Background— Although angiotensin II receptor blockade is considered to be useful for the treatment of human heart failure, little beneficial hemodynamic effect has been shown in some experimental failing hearts. In this study, we assessed the effect of an angiotensin II receptor blocker, valsartan, on sarcoplasmic reticulum (SR) function, defectiveness of which is a major pathogenic mechanism in heart failure.
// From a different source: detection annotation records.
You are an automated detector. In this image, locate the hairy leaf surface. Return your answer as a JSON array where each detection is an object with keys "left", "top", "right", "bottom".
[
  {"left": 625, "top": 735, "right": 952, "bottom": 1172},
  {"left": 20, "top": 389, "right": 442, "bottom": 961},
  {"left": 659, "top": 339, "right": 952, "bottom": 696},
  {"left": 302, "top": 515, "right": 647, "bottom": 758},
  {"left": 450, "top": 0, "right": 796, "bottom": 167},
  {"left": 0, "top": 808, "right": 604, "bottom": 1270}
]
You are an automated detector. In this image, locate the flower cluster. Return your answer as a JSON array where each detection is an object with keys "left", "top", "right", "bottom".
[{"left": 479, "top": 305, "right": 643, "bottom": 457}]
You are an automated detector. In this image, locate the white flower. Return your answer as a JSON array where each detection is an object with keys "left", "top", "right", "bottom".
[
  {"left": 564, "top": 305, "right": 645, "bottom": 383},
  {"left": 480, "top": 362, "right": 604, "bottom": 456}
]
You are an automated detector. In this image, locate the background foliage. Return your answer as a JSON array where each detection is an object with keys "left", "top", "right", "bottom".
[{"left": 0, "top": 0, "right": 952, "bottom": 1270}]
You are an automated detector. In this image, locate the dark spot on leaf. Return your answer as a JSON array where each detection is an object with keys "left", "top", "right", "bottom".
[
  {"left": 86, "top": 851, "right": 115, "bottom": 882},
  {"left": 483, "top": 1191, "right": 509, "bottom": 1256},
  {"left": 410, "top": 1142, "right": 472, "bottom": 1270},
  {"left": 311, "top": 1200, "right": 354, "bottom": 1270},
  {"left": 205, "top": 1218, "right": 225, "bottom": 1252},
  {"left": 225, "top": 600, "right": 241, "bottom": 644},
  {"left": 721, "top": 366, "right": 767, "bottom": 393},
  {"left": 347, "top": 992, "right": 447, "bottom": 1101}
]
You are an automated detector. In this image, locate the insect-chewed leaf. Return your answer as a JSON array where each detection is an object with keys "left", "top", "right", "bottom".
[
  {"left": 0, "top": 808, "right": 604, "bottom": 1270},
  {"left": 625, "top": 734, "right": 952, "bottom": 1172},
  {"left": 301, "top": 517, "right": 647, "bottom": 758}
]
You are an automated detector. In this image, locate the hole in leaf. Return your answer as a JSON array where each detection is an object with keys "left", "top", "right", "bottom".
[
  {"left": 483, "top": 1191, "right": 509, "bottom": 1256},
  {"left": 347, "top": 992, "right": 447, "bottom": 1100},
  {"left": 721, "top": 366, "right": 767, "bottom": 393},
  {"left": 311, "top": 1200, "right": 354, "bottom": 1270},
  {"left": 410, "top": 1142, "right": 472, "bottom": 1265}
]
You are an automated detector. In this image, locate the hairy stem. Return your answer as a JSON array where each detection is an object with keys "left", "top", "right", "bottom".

Methods and Results— SR vesicles were isolated from dog left ventricular muscle (normal or exposed to 4-week rapid ventricular pacing with or without valsartan). In the untreated and valsartan-treated paced dogs, cardiac function showed similar deterioration (compared with before pacing). However, both the density of β-receptors and the contractile response to dobutamine were greater in the valsartan-treated paced dogs than in the untreated paced dogs. In untreated paced hearts, the ryanodine receptor was protein kinase A–hyperphosphorylated, showed an abnormal Ca²⁺ leak, and had a decreased amount of ryanodine receptor–bound FKBP12.6. No such phenomena were seen in the valsartan-treated paced hearts. Both the SR Ca²⁺ uptake function and the amount of Ca²⁺-ATPase were decreased in the untreated failing SR, but both were restored in the valsartan-treated SR.

Conclusions— During the development of pacing-induced heart failure, valsartan preserved the density of β-receptors and concurrently restored SR function without improving resting cardiac function.